Implementation of our CVPR 2019 paper Distilling Object Detectors with Fine-grained Feature Imitation
We have proposed a general distillation approach for anchor based object detection model to get enhanced small student model with the knowledge of large teacher model, which is othorgonal and can be further combined with other model compression method like quantization and pruning. The key observation of vanilla knowledge distillation technique is that the inter-class discrepancy of perdiction confidence reveals how curmbersome model tends to genearlize (e.g., how much confidence the model would put on cat label when the input is actually a dog). While our idea is the inter-location discrepancy of feature response near object also reveals how large detector tends to generalize (e.g., how is the model's response different for different near object anchor locations).
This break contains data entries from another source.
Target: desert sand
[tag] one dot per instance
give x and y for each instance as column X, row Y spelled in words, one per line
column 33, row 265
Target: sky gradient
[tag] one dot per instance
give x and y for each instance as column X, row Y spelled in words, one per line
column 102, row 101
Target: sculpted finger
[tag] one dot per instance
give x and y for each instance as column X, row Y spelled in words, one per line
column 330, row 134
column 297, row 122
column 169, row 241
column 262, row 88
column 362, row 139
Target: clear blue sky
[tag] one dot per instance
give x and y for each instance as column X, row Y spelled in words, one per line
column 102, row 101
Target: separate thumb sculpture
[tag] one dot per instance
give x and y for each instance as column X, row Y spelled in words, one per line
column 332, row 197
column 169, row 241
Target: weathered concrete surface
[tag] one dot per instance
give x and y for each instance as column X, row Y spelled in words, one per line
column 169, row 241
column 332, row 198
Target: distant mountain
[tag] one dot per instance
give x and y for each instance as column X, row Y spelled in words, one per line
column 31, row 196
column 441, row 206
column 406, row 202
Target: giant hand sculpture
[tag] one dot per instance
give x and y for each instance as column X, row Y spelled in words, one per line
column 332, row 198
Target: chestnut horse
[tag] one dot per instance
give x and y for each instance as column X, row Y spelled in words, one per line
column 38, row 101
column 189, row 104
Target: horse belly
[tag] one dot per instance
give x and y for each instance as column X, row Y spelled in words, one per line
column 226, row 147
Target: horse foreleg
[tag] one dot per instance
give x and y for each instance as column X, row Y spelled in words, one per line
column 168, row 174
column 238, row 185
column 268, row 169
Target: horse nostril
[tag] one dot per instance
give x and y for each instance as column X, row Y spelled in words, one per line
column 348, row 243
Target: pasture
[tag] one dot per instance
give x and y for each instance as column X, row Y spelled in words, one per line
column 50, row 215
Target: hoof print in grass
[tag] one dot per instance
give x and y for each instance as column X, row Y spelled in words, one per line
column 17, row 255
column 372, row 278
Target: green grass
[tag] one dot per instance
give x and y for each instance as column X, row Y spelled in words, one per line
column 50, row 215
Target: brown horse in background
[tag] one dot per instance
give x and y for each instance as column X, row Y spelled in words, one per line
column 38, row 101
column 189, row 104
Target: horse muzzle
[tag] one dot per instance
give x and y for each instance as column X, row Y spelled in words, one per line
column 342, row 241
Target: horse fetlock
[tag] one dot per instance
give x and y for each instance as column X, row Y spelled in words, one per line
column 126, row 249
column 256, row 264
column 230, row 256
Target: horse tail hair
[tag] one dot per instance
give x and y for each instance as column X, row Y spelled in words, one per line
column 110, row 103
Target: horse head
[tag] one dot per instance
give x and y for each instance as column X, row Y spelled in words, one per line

We release the code for distilling shufflenet based detector and VGG11 based Faster R-CNN, this code repository implements Faster R-CNN imitation based on pytorch-faster-rcnn. Check Distilling-ShuffleDet for tensorflow code of Shufflenet based detector imitation.
🔥Updating🔥
We have accumulated the following to-do list, which we hope to complete in the near future
- Still to come:
- Add more models(ResNet-FRCNN, FPN-FRCNN).
- Implement SSD model distillation.
pytorch 0.4.0 python2
First of all, clone the code
git clone https://github.com/twangnh/Distilling-Object-Detectors
Then, create a folder:
cd Distilling-Object-Detectors && mkdir data
pip install -r requirements.txt
Compile the cuda dependencies using following commands:
cd lib
sh make.sh
To use the .py file in 'lib', you should add the 'lib' to PYTHONPATH, so open bashrc and add the path to the bashrc file:
vim ~/.bashrc
export PYTHONPATH="${PYTHONPATH}:/the/lib/path/of/the/project"
After changing the bashrc file, update the bashrc by login again or directly update it by:
source ~/.bashrc
- PASCAL_VOC 07+12: Please follow the instructions in py-faster-rcnn to prepare VOC datasets. Actually, you can refer to any others. After downloading the data, create softlinks in the folder data/. The prepaired direcoty is like data/VOCdevkit2007/VOC2007/...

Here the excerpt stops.